The Galactic Census of High- and Medium-mass Protostars. IV. Molecular Clump Radiative Transfer, Mass Distributions, Kinematics, and Dynamical Evolution

TL;DR

This study analyzes molecular cloud clumps in the Milky Way using radiative transfer and CO data, revealing complex kinematics, mass flows, and implications for cloud evolution and star formation efficiency.

Contribution

It provides a self-consistent radiative transfer analysis of over 300 massive clumps, updates the CO-to-H2 conversion law, and explores their kinematics and mass flow dynamics.

Findings

Most clumps are not dynamically uniform, showing accretion or dispersal.

Mass accretion rate correlates strongly with local surface density.

Clump evolution suggests long lifetimes and gravity-driven processes.

Abstract

We present $^{12}$CO, $^{13}$CO, and C$^{18}$O data as the next major release for the CHaMP project, an unbiased sample of Galactic molecular clouds in $l$ = 280$^{\circ}$-300$^{\circ}$. From a radiative transfer analysis, we self-consistently compute 3D cubes of optical depth, excitation temperature, and column density for $\sim$300 massive clumps, and update the $I_{\rm CO}$-dependent CO$\rightarrow$H$_2$ conversion law of Barnes et al (2015).
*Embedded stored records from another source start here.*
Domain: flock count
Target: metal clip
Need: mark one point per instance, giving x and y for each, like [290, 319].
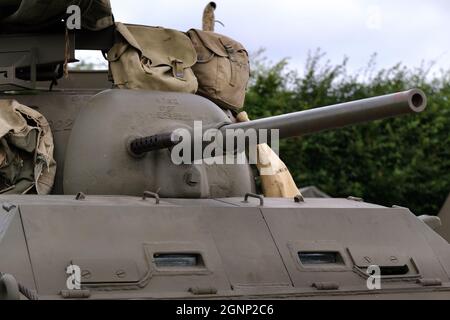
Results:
[148, 194]
[256, 196]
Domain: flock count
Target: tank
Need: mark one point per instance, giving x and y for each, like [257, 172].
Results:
[125, 221]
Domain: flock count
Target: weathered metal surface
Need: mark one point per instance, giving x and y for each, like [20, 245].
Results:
[115, 241]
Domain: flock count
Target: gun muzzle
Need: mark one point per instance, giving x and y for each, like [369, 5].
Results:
[338, 116]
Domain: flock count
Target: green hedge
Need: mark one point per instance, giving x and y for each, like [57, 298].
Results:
[403, 161]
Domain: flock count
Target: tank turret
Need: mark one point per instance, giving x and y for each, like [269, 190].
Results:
[119, 147]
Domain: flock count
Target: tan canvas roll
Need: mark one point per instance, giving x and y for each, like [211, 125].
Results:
[222, 68]
[153, 58]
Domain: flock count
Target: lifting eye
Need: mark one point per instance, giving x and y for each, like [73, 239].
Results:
[178, 261]
[320, 258]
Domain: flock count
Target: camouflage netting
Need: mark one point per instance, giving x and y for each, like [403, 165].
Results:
[96, 14]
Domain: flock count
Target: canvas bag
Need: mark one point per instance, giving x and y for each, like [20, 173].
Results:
[222, 68]
[26, 150]
[152, 58]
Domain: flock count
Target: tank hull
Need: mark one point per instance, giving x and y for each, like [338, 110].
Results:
[241, 250]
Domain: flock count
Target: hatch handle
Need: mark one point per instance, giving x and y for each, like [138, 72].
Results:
[256, 196]
[148, 194]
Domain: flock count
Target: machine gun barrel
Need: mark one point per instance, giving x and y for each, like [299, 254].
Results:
[338, 116]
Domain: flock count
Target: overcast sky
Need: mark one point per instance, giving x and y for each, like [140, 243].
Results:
[408, 31]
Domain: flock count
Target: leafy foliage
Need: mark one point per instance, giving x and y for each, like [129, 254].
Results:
[403, 161]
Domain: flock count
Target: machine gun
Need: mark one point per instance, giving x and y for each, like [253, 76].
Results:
[305, 122]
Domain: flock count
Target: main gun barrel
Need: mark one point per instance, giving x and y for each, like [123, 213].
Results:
[338, 116]
[301, 123]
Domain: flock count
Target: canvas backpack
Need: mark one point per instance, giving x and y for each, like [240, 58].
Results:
[152, 58]
[222, 68]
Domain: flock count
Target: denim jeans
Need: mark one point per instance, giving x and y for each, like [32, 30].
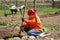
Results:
[33, 32]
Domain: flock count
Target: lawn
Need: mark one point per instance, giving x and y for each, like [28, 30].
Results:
[45, 10]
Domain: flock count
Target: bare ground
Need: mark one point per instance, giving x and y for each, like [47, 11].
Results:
[46, 19]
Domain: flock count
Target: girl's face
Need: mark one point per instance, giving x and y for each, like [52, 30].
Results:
[31, 16]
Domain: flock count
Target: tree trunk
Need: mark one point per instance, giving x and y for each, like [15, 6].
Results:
[6, 32]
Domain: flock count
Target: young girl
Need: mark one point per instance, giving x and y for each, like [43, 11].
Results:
[33, 25]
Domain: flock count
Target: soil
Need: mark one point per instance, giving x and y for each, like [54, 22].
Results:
[46, 19]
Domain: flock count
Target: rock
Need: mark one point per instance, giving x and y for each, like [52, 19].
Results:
[6, 32]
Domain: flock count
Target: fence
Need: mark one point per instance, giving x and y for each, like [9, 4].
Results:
[30, 3]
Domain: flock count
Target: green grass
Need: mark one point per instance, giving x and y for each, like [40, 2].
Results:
[3, 23]
[47, 10]
[2, 12]
[56, 27]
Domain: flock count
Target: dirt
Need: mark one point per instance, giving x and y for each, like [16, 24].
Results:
[46, 19]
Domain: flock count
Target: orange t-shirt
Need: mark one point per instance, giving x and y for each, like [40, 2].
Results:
[34, 23]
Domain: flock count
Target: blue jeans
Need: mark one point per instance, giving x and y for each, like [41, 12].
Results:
[33, 32]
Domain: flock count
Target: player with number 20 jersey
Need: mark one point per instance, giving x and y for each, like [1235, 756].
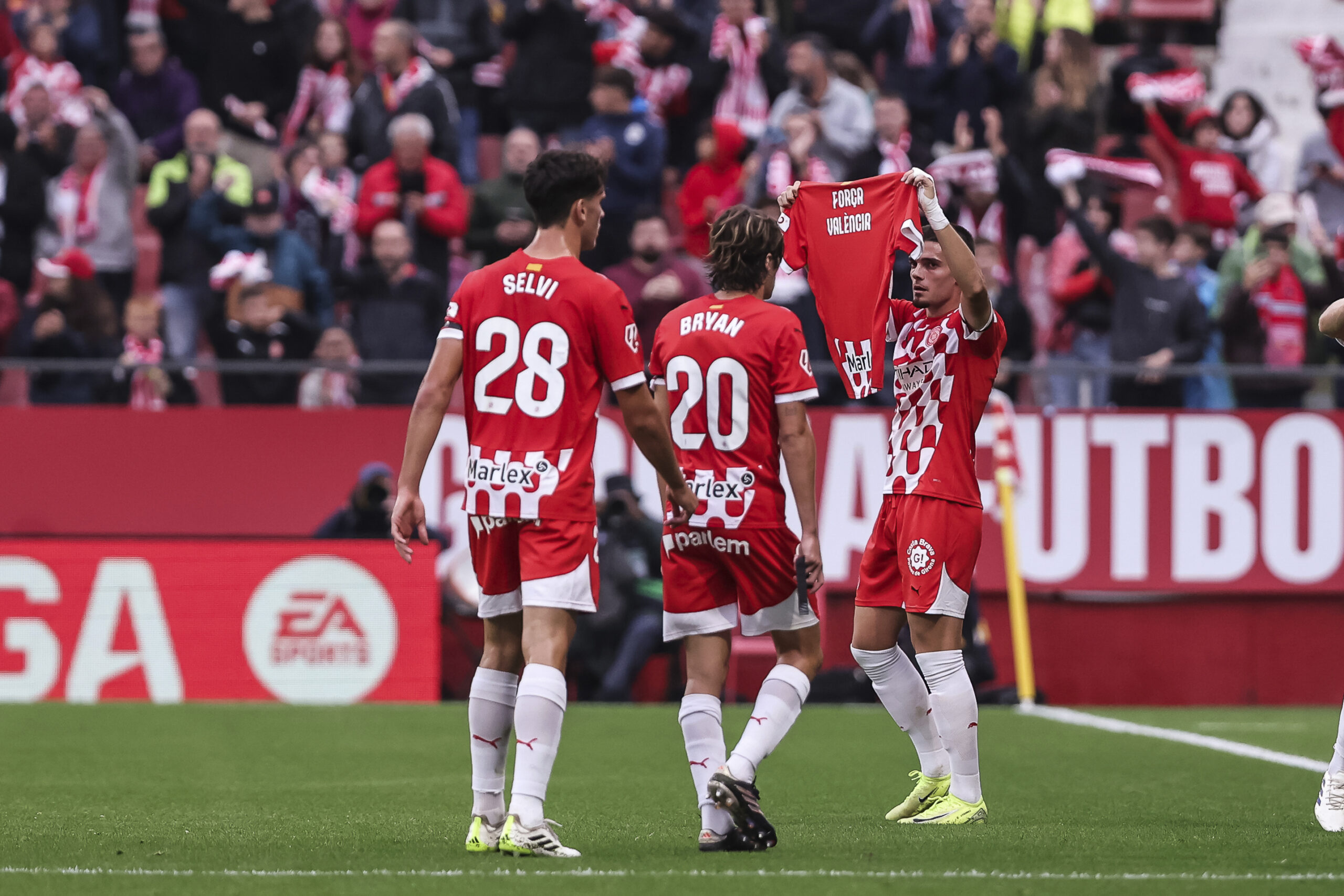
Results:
[726, 366]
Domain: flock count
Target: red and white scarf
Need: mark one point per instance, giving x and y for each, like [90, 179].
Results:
[1174, 88]
[324, 93]
[991, 225]
[779, 172]
[262, 128]
[894, 155]
[1064, 166]
[1326, 59]
[62, 82]
[144, 397]
[334, 199]
[743, 97]
[660, 87]
[76, 205]
[924, 38]
[1281, 305]
[417, 73]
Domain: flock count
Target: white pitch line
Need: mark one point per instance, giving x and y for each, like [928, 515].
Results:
[729, 872]
[1121, 727]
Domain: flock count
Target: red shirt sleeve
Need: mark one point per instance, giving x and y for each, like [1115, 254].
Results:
[795, 241]
[455, 321]
[616, 339]
[375, 205]
[658, 358]
[793, 381]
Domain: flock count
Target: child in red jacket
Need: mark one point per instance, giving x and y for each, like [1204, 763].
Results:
[713, 184]
[1210, 178]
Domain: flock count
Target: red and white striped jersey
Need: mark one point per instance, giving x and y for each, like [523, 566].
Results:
[726, 366]
[944, 374]
[541, 336]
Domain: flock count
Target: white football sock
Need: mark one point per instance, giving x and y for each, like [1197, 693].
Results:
[1338, 760]
[490, 715]
[779, 704]
[904, 693]
[954, 711]
[702, 727]
[538, 718]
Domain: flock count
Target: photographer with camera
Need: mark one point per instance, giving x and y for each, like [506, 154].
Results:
[613, 644]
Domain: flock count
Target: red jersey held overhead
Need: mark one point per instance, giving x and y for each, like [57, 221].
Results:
[847, 236]
[726, 366]
[539, 339]
[944, 373]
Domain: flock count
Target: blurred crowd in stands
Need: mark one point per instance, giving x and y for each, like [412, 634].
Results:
[273, 181]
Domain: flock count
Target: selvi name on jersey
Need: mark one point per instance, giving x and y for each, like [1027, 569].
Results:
[530, 282]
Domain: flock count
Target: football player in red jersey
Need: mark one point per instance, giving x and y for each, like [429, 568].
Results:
[534, 339]
[733, 374]
[918, 563]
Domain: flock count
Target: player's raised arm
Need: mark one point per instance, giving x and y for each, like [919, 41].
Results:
[799, 448]
[648, 429]
[960, 257]
[432, 400]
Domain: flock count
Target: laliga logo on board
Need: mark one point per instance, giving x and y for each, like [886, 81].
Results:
[320, 630]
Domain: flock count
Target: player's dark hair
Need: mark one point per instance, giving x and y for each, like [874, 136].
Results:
[932, 236]
[741, 241]
[613, 77]
[558, 179]
[1160, 227]
[817, 42]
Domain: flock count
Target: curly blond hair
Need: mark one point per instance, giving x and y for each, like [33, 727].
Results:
[741, 242]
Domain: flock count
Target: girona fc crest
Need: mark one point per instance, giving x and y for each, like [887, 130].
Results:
[920, 556]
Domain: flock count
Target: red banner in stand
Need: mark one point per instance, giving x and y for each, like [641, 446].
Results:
[307, 623]
[1144, 503]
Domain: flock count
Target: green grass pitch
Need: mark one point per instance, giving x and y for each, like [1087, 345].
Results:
[385, 789]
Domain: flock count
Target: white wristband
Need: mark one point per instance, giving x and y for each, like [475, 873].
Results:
[937, 219]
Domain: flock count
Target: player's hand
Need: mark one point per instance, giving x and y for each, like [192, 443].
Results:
[685, 503]
[922, 182]
[810, 549]
[407, 523]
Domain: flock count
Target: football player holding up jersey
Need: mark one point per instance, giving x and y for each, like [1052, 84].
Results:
[534, 339]
[918, 563]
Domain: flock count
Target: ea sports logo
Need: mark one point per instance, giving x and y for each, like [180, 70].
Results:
[920, 556]
[320, 630]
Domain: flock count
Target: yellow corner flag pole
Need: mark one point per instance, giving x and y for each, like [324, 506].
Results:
[1016, 593]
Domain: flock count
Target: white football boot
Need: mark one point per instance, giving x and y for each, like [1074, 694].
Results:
[517, 840]
[1330, 804]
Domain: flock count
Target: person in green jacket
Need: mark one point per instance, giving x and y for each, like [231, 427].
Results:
[174, 186]
[1276, 210]
[500, 217]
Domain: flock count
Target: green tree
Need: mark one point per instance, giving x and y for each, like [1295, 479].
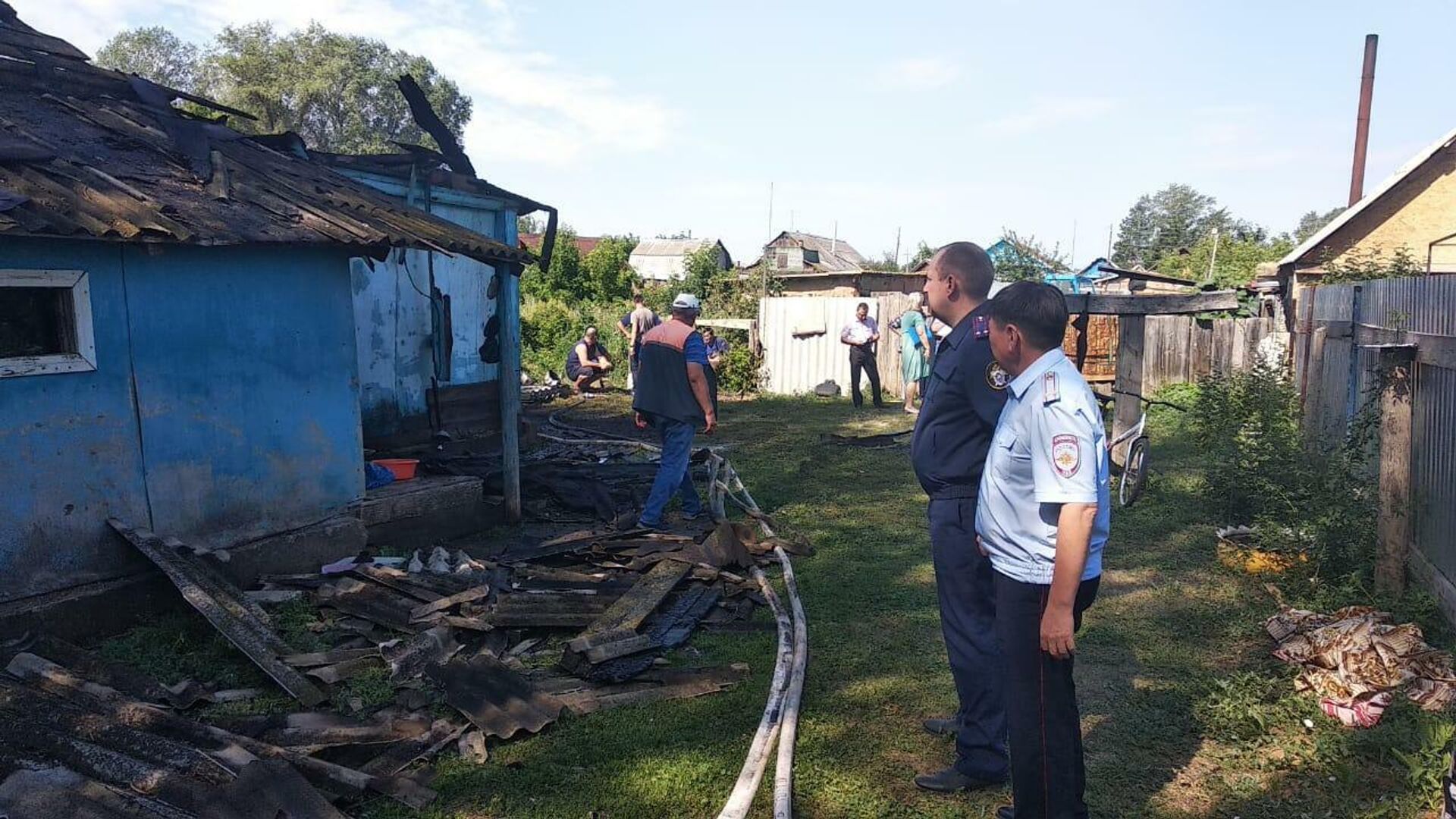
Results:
[1312, 222]
[701, 271]
[564, 279]
[922, 253]
[1366, 265]
[1234, 265]
[335, 91]
[1027, 260]
[1166, 222]
[604, 270]
[153, 53]
[528, 224]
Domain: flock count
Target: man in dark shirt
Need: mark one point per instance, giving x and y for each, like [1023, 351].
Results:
[587, 362]
[676, 394]
[951, 439]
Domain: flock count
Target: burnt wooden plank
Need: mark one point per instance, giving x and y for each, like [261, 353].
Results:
[329, 657]
[221, 605]
[425, 610]
[400, 755]
[632, 608]
[372, 602]
[231, 749]
[494, 698]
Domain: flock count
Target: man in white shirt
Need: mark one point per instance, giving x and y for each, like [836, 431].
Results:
[861, 337]
[1043, 519]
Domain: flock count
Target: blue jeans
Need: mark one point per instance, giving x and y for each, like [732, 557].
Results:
[673, 474]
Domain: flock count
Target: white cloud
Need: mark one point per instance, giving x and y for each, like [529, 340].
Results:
[529, 105]
[1049, 112]
[919, 74]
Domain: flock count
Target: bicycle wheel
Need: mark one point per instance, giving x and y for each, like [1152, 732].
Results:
[1134, 472]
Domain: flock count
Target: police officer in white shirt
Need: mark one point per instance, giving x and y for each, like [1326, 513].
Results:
[1043, 521]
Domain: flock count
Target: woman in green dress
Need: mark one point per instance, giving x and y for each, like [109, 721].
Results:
[915, 352]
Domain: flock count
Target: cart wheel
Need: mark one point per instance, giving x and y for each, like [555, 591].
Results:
[1134, 472]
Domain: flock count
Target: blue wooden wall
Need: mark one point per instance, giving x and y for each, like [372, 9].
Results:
[394, 312]
[71, 447]
[224, 407]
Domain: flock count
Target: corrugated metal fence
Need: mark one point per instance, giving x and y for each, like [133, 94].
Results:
[801, 344]
[1329, 335]
[801, 340]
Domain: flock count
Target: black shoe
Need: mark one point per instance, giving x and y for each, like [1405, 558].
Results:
[941, 726]
[951, 780]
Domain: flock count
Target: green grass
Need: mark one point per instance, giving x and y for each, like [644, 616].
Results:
[1185, 713]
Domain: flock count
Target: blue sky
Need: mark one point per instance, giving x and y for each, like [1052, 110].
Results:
[944, 120]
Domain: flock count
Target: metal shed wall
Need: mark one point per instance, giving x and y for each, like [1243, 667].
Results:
[801, 340]
[1424, 305]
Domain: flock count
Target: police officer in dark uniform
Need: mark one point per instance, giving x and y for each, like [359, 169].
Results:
[951, 439]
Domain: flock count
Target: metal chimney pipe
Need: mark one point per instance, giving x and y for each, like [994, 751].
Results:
[1363, 120]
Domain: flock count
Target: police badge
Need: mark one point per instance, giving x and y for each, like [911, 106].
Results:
[996, 378]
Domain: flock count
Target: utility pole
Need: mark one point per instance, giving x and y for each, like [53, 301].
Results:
[764, 262]
[770, 212]
[1213, 259]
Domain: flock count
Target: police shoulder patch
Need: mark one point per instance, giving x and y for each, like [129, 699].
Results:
[1066, 455]
[996, 378]
[981, 327]
[1050, 391]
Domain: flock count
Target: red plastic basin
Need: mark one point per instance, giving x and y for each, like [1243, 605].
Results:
[403, 468]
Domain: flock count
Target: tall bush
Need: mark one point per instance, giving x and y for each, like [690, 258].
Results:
[1321, 504]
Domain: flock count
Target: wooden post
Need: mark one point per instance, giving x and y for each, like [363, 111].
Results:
[1395, 466]
[509, 308]
[1128, 382]
[1312, 395]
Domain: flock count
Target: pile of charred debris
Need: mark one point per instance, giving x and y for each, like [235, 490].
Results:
[476, 649]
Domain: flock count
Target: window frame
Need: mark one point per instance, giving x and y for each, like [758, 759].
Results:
[83, 360]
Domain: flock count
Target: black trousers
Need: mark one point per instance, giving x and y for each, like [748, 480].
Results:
[861, 357]
[1047, 776]
[965, 583]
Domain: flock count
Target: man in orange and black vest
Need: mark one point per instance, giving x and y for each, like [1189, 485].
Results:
[676, 392]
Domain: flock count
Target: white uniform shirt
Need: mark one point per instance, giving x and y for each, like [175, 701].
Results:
[859, 331]
[1050, 447]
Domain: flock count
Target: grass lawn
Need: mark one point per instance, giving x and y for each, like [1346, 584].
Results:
[1184, 711]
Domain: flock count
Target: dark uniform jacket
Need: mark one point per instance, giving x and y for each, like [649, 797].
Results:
[959, 416]
[663, 390]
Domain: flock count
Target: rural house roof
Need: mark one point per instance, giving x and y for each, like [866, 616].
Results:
[584, 243]
[1320, 237]
[92, 153]
[416, 158]
[835, 254]
[673, 246]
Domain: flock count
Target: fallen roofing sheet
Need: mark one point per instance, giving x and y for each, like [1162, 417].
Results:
[495, 698]
[661, 684]
[229, 749]
[1356, 659]
[228, 610]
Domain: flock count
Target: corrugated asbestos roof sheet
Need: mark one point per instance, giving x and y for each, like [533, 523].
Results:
[670, 246]
[92, 153]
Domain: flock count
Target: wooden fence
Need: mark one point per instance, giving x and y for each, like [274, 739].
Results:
[1175, 349]
[1183, 349]
[1394, 343]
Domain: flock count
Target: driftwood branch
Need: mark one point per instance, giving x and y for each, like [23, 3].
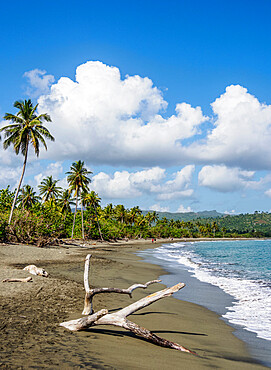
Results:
[90, 293]
[17, 280]
[119, 319]
[34, 270]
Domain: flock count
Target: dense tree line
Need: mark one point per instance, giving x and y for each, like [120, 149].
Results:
[50, 214]
[44, 217]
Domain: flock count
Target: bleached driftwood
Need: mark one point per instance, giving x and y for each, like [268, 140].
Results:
[34, 270]
[90, 293]
[17, 280]
[119, 318]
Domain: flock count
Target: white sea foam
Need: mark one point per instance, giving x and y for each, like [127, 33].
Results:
[252, 301]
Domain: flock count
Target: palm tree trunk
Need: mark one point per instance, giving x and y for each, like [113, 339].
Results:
[98, 223]
[82, 217]
[19, 185]
[74, 215]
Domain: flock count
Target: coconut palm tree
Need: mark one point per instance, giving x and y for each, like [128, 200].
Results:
[48, 189]
[133, 213]
[78, 182]
[28, 198]
[108, 211]
[26, 129]
[92, 200]
[65, 201]
[120, 213]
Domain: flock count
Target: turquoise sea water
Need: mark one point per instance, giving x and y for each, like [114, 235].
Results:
[240, 268]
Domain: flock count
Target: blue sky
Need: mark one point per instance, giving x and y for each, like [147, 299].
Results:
[142, 151]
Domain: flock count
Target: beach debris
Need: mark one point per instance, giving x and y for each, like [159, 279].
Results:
[34, 270]
[17, 280]
[90, 293]
[119, 318]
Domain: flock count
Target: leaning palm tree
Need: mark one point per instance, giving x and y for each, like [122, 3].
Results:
[27, 198]
[78, 182]
[48, 189]
[26, 129]
[65, 201]
[92, 200]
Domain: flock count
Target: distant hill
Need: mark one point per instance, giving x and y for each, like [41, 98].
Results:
[187, 216]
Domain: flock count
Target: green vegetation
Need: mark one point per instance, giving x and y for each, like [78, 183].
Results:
[44, 218]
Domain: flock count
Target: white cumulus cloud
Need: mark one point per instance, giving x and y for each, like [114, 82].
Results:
[182, 209]
[241, 135]
[39, 82]
[224, 179]
[158, 208]
[106, 119]
[125, 184]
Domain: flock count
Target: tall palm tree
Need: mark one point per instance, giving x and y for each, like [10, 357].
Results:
[133, 213]
[65, 201]
[120, 213]
[48, 189]
[92, 200]
[78, 182]
[108, 211]
[28, 197]
[26, 129]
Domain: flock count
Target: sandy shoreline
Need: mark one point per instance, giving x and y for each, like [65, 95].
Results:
[31, 312]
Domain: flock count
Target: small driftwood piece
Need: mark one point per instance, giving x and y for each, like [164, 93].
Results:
[15, 280]
[90, 293]
[119, 319]
[34, 270]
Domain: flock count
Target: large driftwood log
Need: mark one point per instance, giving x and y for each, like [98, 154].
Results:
[119, 318]
[34, 270]
[90, 293]
[17, 280]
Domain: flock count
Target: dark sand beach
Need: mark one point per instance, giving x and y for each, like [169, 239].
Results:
[31, 312]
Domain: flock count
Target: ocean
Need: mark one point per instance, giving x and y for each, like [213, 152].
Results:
[232, 278]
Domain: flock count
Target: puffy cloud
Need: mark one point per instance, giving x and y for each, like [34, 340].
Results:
[53, 169]
[158, 208]
[268, 193]
[178, 187]
[106, 119]
[225, 179]
[231, 212]
[182, 209]
[241, 134]
[39, 82]
[124, 184]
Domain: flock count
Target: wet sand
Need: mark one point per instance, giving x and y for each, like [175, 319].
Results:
[31, 312]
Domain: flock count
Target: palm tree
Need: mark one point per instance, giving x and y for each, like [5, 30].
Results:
[108, 211]
[78, 182]
[26, 128]
[28, 197]
[133, 213]
[92, 200]
[48, 189]
[65, 201]
[120, 213]
[214, 227]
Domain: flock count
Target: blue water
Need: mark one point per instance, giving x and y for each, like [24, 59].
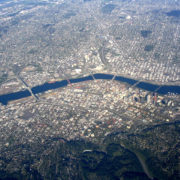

For $N$ $\propto$ $I^p$, we find $p$ = 1.92$\pm$0.05 for the velocity-resolved conversion law aggregated over all clumps. A practical, integrated conversion law is $N_{\rm CO}$ = (4.0$\pm$0.3)$\times$10$^{19}$m$^{-2}$ $I_{\rm CO}^{1.27\pm0.02}$, confirming an overall 2$\times$ higher total molecular mass for Milky Way clouds, compared to the standard $X$ factor. We use these laws to compare the kinematics of clump interiors with their foreground $^{12}$CO envelopes, and find evidence that most clumps are not dynamically uniform: irregular portions seem to be either slowly accreting onto the interiors, or dispersing from them. We compute the spatially-resolved mass accretion/dispersal rate across all clumps, and map the local flow timescale. While these flows are not clearly correlated with clump structures, the inferred accretion rate is a statistically strong function of the local mass surface density $\Sigma$, suggesting near-exponential growth or loss of mass over effective timescales $\sim$30-50 Myr. At high enough $\Sigma$, accretion dominates, suggesting gravity plays an important role in both processes. If confirmed by numerical simulations, this sedimentation picture would support arguments for long clump lifetimes mediated by pressure confinement, with a terminal crescendo of star formation, suggesting a resolution to the 40-yr-old puzzle of the dynamical state of molecular clouds and their low star formation efficiency.